On the online mag all about endo I write for, Do You Endo published a piece I wrote discussing the makeup I like to use. It also explained how people have treated me during my 26 years of dealing with this disease. Rereading has made me realize that there are so many people out there who cover their faces with layers of concealer just to please others. I am one of them. I do it because I really love makeup. Yet I also do it because people can’t keep their pieholes shut about thibgs that don’t concern them. Trying to explain to co workers I was home sick but not contagious was exhausting in itself. I have had people leap away from me when I arrived at work looking green faced from not just endo but actually being sick. No one believed I couldn’t spread it.
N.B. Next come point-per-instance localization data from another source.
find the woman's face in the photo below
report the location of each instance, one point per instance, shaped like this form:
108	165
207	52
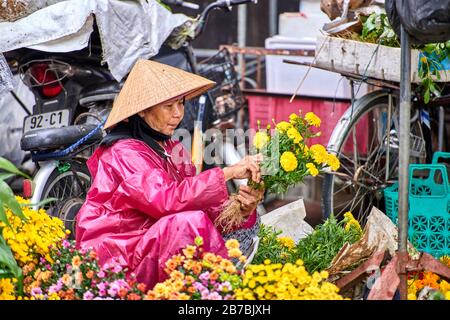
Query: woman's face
164	118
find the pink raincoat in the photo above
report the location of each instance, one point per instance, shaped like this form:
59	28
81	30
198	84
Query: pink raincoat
141	209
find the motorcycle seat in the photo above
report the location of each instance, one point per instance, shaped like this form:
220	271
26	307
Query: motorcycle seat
58	138
99	92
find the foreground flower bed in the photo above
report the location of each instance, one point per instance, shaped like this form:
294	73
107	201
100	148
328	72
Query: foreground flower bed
52	268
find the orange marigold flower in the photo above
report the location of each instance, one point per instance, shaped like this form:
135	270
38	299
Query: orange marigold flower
76	261
150	296
196	269
171	264
189	251
133	296
141	287
122	293
189	280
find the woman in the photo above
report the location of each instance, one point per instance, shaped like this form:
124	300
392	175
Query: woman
145	202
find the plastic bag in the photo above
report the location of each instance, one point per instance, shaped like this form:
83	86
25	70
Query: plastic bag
289	219
426	21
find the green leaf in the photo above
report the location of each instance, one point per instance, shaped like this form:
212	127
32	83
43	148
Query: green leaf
3	217
10	167
7	258
7	198
4	175
426	96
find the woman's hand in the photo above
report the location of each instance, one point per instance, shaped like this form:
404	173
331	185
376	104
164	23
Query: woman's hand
246	168
249	199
And none of them believed I was sick at all.
I began to tell them I had an actual sickness that was contagious like the flu.
Endo affects your immune system. I can get fevers when I get a flare. And during my period I can get one of my famous three day long migraines. I am bleeding, puking, and shivering from fever and I definitly look the part of sick girl a lot. So I bought a bunch of makeup. All because people had opinions about my sickish glow (and I was tired of their shitty comments) I put makeup on for them, not me. But the unwanted comments continued anyway. I spent my mornings applying my lipstick, I winged my eyeliner, and highlighted my cheekbones. However instead of being told I look “like shit” I got the “but you don’t look sick” comments. So when I told people I was sick they didnt believe me at all.
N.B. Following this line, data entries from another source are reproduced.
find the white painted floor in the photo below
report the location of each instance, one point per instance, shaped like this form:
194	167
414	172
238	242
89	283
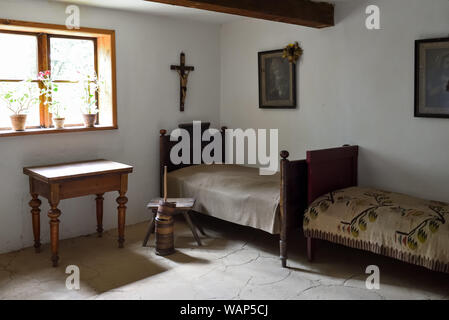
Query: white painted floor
234	263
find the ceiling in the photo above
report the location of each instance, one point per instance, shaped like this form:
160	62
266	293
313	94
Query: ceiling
158	9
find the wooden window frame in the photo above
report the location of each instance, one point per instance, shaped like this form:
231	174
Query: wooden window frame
105	66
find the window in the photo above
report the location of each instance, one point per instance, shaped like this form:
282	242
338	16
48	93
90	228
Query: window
28	48
18	61
68	58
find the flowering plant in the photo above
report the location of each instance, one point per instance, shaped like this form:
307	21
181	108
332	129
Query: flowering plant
90	85
292	52
48	90
20	100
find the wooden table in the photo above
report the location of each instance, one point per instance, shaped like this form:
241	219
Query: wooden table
71	180
184	206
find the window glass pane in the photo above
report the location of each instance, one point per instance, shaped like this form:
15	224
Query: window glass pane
70	56
33	119
69	95
18	56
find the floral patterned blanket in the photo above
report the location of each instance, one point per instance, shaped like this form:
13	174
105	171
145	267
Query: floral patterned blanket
396	225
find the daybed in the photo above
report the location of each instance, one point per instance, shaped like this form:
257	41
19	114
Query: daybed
238	194
392	224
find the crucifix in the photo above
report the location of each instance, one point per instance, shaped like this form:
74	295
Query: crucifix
183	72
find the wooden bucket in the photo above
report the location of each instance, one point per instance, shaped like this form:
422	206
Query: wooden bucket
165	243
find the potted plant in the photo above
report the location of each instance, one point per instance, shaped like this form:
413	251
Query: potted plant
54	107
90	86
19	102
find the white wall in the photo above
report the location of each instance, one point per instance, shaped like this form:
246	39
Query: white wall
148	100
355	86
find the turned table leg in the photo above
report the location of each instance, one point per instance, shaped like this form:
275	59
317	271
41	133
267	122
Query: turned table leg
122	200
35	204
99	199
54	214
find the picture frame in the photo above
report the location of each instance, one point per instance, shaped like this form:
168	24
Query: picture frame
432	78
277	81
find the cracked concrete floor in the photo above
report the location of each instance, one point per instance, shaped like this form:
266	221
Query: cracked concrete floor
234	263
So I don’t wear it…I look ill. But I do wear it…I dont look ill enough to take seriously. And that is really the point I was making. Sure makeup to me is fun and I like wearing it. But I stopped wearing it for them and wear it for me. I mean no one at work cares as long as I get the job done. The kid at the supermarket doesn’t care as long as I pay for the food. So I wear it for me and me alone. People get offended when others don’t look presentable enough for their standards. We used to get dressed up to go to a Broadway show or if we went out to dinner. Now people don’t get dressed at all, or to judgemental people they don’t make an effort. We were really dressing up nicely for ourselves because when you’re in a dark theater who the hell can see you anyway?
The point is do it for you. Or don’t. It is YOUR choice. Someone is going to have an issue with you reguardless. Might as well be happy with your own choice.